3.1. De Afdeling stelt vast dat het uitrijden van mest geen onderdeel van het aangevraagde project is, nu dit project uitsluitend betrekking heeft op de uitbreiding van de veehouderij met stallen voor rundvee. Voorts is het mogelijke uitrijden van mest op de bij de veehouderij behorende gronden of op gronden ergens anders, dan wel verwerking van de van de inrichting afkomstige mest op andere wijze in dit geval niet zodanig onlosmakelijk met het houden van vee verbonden, dat het als één project met het houden van vee moest worden aangevraagd. Hetgeen GNMF heeft aangevoerd geeft daarom geen grond voor het oordeel dat het college de vergunning voor het aangevraagde project had moeten weigeren.

Het betoog faalt.

Externe saldering

4. De rundveehouderij ligt in de omgeving van de Natura 2000-gebieden "Rijntakken", "Landgoederen Brummen", "Stelkampsveld" en "Borkeld". De instandhoudingsdoelstellingen van deze Natura 2000-gebieden hebben onder meer betrekking op voor verzuring gevoelige habitats en soorten die van die habitats afhankelijk zijn. Blijkens het bestreden besluit heeft het college de gevolgen van de ammoniakemissie van de rundveehouderij, na de uitbreiding daarvan, beoordeeld. Volgens het bestreden besluit leidt de rundveehouderij in de beoogde situatie tot een toename van stikstofdepositie ten opzichte van de uitgangssituatie. Gelet hierop kan niet op grond van objectieve gegevens worden uitgesloten dat de veehouderij in de beoogde situatie afzonderlijk of in combinatie met andere projecten of plannen significante gevolgen kan hebben voor de betrokken gebieden. Aan de vergunning is een passende beoordeling als bedoeld in artikel 19f, van de Nbw 1998 ten grondslag gelegd, in de vorm van salderingsberekeningen. Die salderingsberekeningen zijn als bijlagen 2 en 3 aan het bestreden besluit gehecht. In het bestreden besluit wordt geconcludeerd dat de vergunning kan worden verleend aangezien de toename van stikstofdepositie op de betrokken Natura 2000-gebieden als gevolg van de rundveehouderij in de beoogde situatie teniet wordt gedaan door de afname van stikstofdepositie die het gevolg is van de, al dan niet gedeeltelijke, beëindiging van agrarische bedrijven aan de Dennendijk 7 te Warnsveld en ‘t Heegken 5 te Vorden.

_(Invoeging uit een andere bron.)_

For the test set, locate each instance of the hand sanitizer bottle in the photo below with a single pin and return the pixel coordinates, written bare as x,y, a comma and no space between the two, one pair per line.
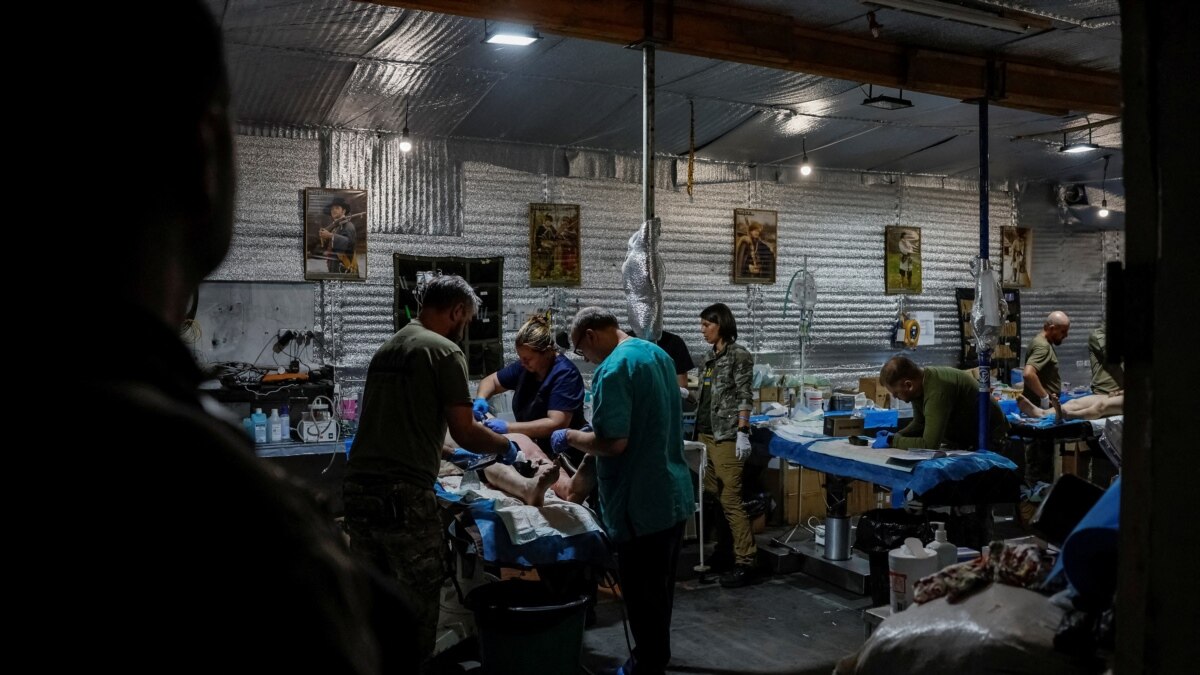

5. SLBG en anderen betogen dat niet is voldaan aan het aan de toepassing van externe saldering gestelde vereiste van directe samenhang tussen de intrekking van de milieuvergunningen van de saldogevende bedrijven en de verlening van de Nbw-vergunning aan het saldo-ontvangende bedrijf. In dit verband voeren zij allereerst aan dat de milieuvergunning van het saldogevende bedrijf Dennendijk 7 te Warnsveld niet is ingetrokken. Voorts betogen SLBG en anderen dat niet is onderzocht of de beide saldogevende bedrijven feitelijk nog aanwezig waren ten tijde van het besluit tot intrekking van de milieuvergunningen of het sluiten van de overeenkomst tussen de saldogevende bedrijven en het saldo-ontvangende bedrijf over de overname van ammoniakemissie van de in te trekken milieuvergunningen. Daarnaast voeren SLBG en anderen aan dat bij de Aagro-Stacksberekeningen die aan de passende beoordeling ten grondslag zijn gelegd is gerekend met verschillende ruwheidslengtes en daarbij niet is onderbouwd waarom met de desbetreffende ruwheidslengtes is gerekend. Omdat die ruwheidslengtes zeer relevant zijn voor de berekeningen had dat wel gemoeten, aldus SLBG.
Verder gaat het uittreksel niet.